Quantitative information is useful, but don’t ignore the value of qualitative judgement.
And, as more and more information becomes available to an ever-expanding cohort of individuals in a firm, the role of managers will have to evolve. For generations, managers’ status was bolstered by being the conduit through which information was disseminated, and by their exercise of control. No longer. The value that managers can add will increasingly come from using “softer” attributes to motivate and get the most from their employees.

These human qualities will increasingly be at a premium within a firm. And, as with the John Lewis example, they will also become more important in dealing with customers, clients and other stakeholders.

Take the case of the GP. When you visit your doctor, she or he will have details about your medical history. They also have access to a wealth of information about people of a similar age, with a similar lifestyle, and so on. From that, with a few keystrokes at a computer, the doctor can infer the likelihood of your having or avoiding a range of medical conditions over the next five, 10 or 15 years.

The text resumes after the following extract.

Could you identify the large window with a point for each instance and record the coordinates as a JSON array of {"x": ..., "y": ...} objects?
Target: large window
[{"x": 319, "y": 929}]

Does that mean the GP is becoming an increasingly unnecessary intermediary? Not at all. Certainly, access to all that data allows the doctor to make quick and well-informed judgements about your health prospects. And crucially, it frees up time to build a relationship with the patient. Don’t underestimate the importance of this. Evidence suggests that people who sustain a one-to-one relationship with an individual doctor over time are likely to live longer than people who see a different GP each time they visit a surgery.

The march of AI – in medicine, in education, in public administration, in charities, in organisations of all types – will not stop. It presents threats, but it also brings countless opportunities. Humans and all their distinctive qualities will become ever more important in the quest for success.